Tools and Guidance for Applying Neural Networks to Eddy Covariance Data

Author
Affiliation

University of British Columbia

Abstract

Eddy covariance (EC) is used to monitor fluxes of energy, water, and carbon in ecosystems across the globe. The assumptions underpinning EC are not valid under all meteorologic or operational conditions, which results in an observation bias that must be considered when working with EC data. Trace gas fluxes exhibit spatially and temporally variable, non-linear dependence upon multiple drivers. Multi-year EC data sets have hundreds of thousands of data points and flux time series contain both noise and data gaps. These factors make EC data well suited for analysis with neural network (NN) models, a flexible machine learning method for mapping relationships in large multivariate data sets with non-linear dependencies. Often NN models have been treated as black box models.

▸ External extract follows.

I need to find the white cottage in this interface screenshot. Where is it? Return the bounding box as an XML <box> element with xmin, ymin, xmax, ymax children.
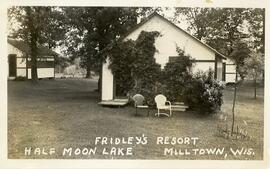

However, careful inspection of model derivatives provides a method for ensuring that relationships mapped by a NN are physically plausible. Customizing the structure of a model can also help guarantee the model is emulating real world phenomena. Here we present guidance for applying NN models to EC data and provide a corresponding GitHub repository with functional NN examples written in Python. We use carbon dioxide and methane flux data from wetland sites in southwestern British Columbia to demonstrate how model derivatives can be used to detect, visualize, and rank the importance of functional relationships driving fluxes. We also show how NNs can be used for gap-filling and upscaling, and we offer comparisons to other common machine learning methods like random forests.